AA-99, AKs, AK, AQs, AQ, AJs, AJ, KQs

Precision1C
10-25-2004, 02:54 AM
There are 1326 combinations of hold em hole cards. AA-TT represent 6 each *5=30 AK=16 AQs/AJs 4 each=8 so a total of 54 of 1326 are good hands. Assuming that you have 10 hands in an orbit the odds of getting a good hand are 1-[1272/1326]^10=34%.

uuDevil
10-25-2004, 03:06 AM
Here is my effort:

There are 6 ways to get each of AA/KK/QQ/JJ/TT, 30 total
There are 16 ways to get AK
There are 4 ways each to get AQs/AJs, or 8 total
There are C(52,2)=1326 total ways to deal 2 cards from 52

(30+16+8)/1326=.04072

So those hands represent about 4% of the hands you can be dealt. The probability of being dealt one of these hands at least once in x opportunities is

1-P(not being dealt selected hand)= 1-(1-.04072)^x

In 10 opportunities, this would be .340 or odds of 1.94:1.
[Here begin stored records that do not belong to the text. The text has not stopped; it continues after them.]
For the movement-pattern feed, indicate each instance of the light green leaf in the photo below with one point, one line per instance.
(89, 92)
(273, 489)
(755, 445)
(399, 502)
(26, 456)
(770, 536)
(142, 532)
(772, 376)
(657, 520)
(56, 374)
Edit: Precision1C beat me to it. I'm slow. /images/graemlins/frown.gif

AngryCola
10-25-2004, 03:12 AM
uudevil got to it already. /images/graemlins/grin.gif

HoldingFolding
10-26-2004, 09:26 PM
Excellent stuff. Yes, it was really the formula I was looking for.
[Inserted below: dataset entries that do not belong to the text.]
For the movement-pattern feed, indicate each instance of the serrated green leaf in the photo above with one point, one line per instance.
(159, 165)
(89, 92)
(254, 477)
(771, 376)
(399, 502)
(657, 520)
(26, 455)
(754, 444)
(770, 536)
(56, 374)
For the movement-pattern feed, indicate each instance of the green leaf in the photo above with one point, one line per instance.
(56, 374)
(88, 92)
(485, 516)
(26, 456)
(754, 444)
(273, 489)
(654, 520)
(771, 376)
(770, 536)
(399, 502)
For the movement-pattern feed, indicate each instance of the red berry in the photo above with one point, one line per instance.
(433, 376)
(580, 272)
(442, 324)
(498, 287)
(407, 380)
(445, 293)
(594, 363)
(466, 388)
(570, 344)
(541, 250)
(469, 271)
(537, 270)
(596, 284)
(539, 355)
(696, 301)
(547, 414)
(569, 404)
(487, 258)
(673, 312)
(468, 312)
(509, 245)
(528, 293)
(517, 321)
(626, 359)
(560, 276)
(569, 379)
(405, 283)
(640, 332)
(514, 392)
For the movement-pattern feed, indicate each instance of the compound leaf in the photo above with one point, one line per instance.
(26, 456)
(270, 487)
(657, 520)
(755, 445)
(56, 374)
Would I be correct then in saying - all other things being equal - that I should go all in with any hand where:

1-(x/1326)^10=50%

In other words, if postion wasn't relevant (!) &amp; you were guaranteed to get called and not simply steal the blinds, you should push with any of the top 89 hands for your first hand.

Ignoring suit:
AA-88 &amp; AK-AJ for 90 hands?

Then adjust for the following hands: 1-(x/1326)^9=50% etc.

Hands Hands
Remaining to play
10 89
9 98
8 110
7 125
6 145
5 172
4 211
3 274
2 388
1 663
0 1326

Or am I missing something?

HoldingFolding
10-28-2004, 05:43 AM
Can some bright spark confirm the formula if not the numbers, thanks.

gaming_mouse
10-28-2004, 06:16 AM
[ QUOTE ]
Can some bright spark confirm the formula if not the numbers, thanks.

[/ QUOTE ]

Precision's formula is correct.

The strategy you suggest does not necessarily follow. It depends on what your goal is. To maximize expected profit? Maximize the chance you win the hand you play? This part of the question may not be simple.

gm

Neil Stevens
10-28-2004, 10:43 AM
[ QUOTE ]
If you are in danger of being blinded out in the next orbit, you shouldn't worry about if your AK, AQ, or AJ is suited or not.

[/ QUOTE ]
The truth of that statement is exactly what the poster's question would determine.